Antihero also boasts a PvP mode, where players can outwit each other to take down marks and become the best. As far as the main campaign goes, I would actually recommend dabbling in hard mode early on if you feel like you’re getting the game’s groove easily. Don’t worry, you can change difficulty each time you start a level. I found that I was able to outthink the CPU a bit easier than I might have expected here and there. There was the occasional occurrence where my opponent would ignore an open target, be it thievery or murder, and I would notice and win the match easily because of its mistake. This isn’t a consistent problem at all, though. You’ll find yourself challenged enough from the first chapter to the last.
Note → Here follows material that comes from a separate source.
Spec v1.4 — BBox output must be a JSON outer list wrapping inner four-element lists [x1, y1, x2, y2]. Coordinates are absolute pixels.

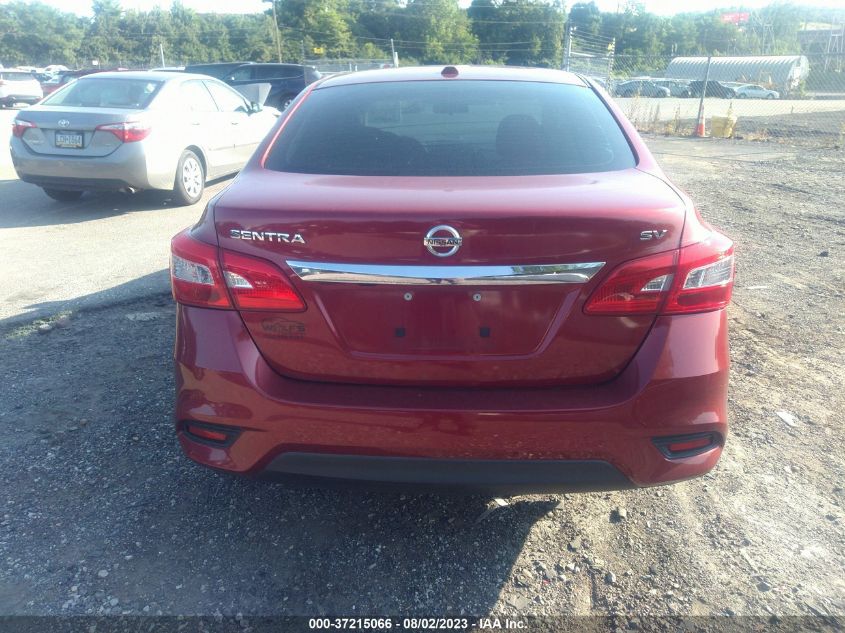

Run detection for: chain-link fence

Like chess, but there are knives
Antihero is great fun. Each level and scenario really feels like it’s own beast. It’s visual style is fantastic, and it’s challenge ramps up at a decent pace. It’s fast-paced, but each level is lengthy and doesn’t get boring. At any time, you could lose a huge chunk of what you’ve built, and watch in despair as the tides are suddenly turned. That chance keeps the game interesting nonstop. Antihero is a game that requires a lot of thought at all times, but is also one you can play while watching Netflix in the background if you so choose. That’s not a strike against its staying power. Rather, it’s a testament to how easily the priorities and issues that need to be kept straight will stick in your head after a while. Steal on, little urchins.
Final Verdict: 4/5
Available on: PC ; Publisher: Versus Evil ; Developer: Tim Conkling ; Players: 1-2 ; Released: July 10th, 2017
Full disclosure: This review is based on a review copy provided to Hey Poor Player by the publisher.